Fussell undertook the large task of illustrating William Yarrell's 1843 History of British Birds. Yarrell states that Fussell drew "nearly five hundred" of the 520 wood-engravings mentioned on the book's title-page. The work began in 1837 and continued for six years, Yarrell publishing at the rate of one instalment, containing three sheets, every two months. Many of the drawings were from skins or stuffed specimens, though every bird species is illustrated with a lifelike drawing of the bird standing (or rarely, flying or swimming) in a natural setting. Additional drawings depict nests, feathers, and details of bird anatomy including feet, breastbones, and windpipes. The work was hugely influential.

According to The New York Times of 1888, Fussell contributed to the illustration of another famous book, Isaac Walton's Compleat Angler, the fourth edition published by John Major in London in 1844. Paintings of fish by Abraham Cooper and W. Smith were transferred manually to the woodblocks before cutting. Fussell did the drawings, which were then wood-engraved by John Jackson and Mason Jackson.

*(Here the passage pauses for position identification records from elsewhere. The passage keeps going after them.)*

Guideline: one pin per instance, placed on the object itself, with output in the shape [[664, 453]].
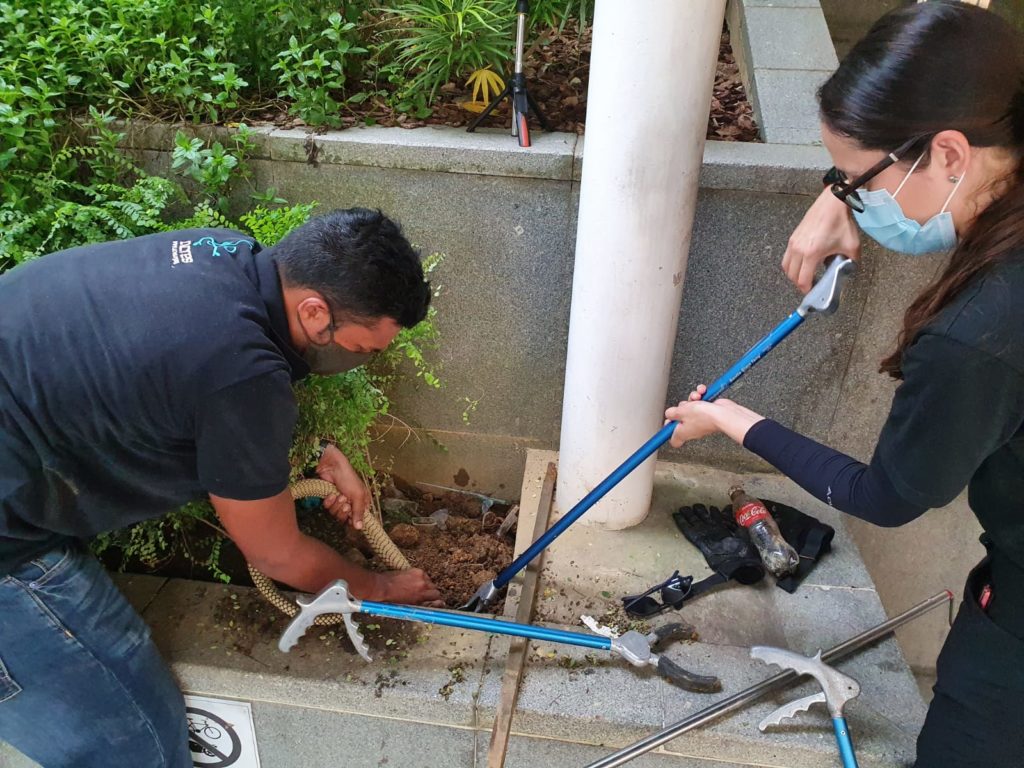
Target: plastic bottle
[[778, 556]]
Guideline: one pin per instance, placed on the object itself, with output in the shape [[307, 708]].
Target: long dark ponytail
[[921, 70]]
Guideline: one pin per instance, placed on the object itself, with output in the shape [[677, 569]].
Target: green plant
[[439, 40], [557, 13], [312, 74], [116, 200], [214, 168]]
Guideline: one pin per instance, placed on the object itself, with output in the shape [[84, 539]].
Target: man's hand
[[266, 532], [411, 587], [349, 504], [827, 227]]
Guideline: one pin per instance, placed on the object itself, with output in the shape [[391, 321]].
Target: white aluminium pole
[[651, 75]]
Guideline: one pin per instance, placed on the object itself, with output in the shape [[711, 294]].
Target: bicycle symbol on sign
[[213, 741]]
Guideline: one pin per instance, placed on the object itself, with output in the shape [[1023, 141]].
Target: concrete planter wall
[[505, 218]]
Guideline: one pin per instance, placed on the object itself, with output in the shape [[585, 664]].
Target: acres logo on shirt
[[181, 250]]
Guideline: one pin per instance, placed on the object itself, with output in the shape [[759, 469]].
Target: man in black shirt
[[136, 376]]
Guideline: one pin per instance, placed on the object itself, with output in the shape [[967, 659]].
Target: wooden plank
[[516, 660]]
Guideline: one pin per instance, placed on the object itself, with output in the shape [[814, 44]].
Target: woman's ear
[[950, 155]]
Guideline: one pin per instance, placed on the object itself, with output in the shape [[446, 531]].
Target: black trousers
[[977, 716]]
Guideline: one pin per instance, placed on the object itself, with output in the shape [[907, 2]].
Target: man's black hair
[[360, 262]]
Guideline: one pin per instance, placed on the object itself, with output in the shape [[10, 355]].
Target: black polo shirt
[[957, 421], [136, 376]]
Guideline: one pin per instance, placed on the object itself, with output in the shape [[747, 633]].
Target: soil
[[557, 69], [458, 558]]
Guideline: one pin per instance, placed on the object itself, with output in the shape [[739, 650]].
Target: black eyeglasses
[[847, 190], [674, 591]]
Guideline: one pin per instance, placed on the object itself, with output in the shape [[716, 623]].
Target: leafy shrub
[[439, 40]]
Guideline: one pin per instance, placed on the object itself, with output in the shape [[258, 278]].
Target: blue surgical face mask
[[884, 220]]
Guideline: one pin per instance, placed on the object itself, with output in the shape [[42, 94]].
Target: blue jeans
[[81, 683]]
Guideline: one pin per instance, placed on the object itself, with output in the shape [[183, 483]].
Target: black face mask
[[331, 358]]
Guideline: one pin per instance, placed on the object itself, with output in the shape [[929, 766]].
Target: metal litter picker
[[822, 299], [633, 646]]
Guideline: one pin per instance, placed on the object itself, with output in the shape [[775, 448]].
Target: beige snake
[[378, 538]]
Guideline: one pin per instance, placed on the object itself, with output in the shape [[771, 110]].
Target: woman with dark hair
[[925, 123]]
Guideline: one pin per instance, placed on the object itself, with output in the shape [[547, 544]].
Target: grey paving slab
[[780, 3], [588, 568], [786, 107], [138, 588], [487, 152], [788, 38], [884, 724], [791, 169], [526, 752], [301, 737], [424, 673], [576, 694]]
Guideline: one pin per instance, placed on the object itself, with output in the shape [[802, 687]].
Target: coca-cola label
[[751, 513]]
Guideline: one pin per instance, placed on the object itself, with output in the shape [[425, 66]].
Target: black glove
[[724, 544], [811, 539]]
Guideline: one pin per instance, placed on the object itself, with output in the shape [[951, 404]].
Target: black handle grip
[[686, 679]]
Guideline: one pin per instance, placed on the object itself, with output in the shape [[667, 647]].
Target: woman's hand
[[827, 227], [349, 504], [698, 419]]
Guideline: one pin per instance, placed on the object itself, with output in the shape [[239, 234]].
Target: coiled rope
[[382, 545]]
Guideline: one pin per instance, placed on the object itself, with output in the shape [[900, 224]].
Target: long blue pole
[[482, 624], [725, 381], [845, 742]]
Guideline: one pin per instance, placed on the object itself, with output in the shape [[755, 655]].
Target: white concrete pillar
[[651, 74]]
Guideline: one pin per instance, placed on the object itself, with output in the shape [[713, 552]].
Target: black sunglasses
[[847, 190], [674, 591]]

Fussell "transferred Mr. Hering's sketches to the wood" for John Paget's 1839 Hungary and Transylvania, a book with "numerous illustrations" (47 are listed) of buildings, landscapes, curiosities and peasants.

==Works==

- Yarrell, William. History of British Birds (nearly 500 drawings), 1843.
- Uncle Toby and the widow Wadman, 1857. (illustrating a scene from Laurence Sterne's Tristram Shandy)
- Paget, John. Hungary and Transylvania; with remarks on their condition, social, political, and economical. John Murray, 1839.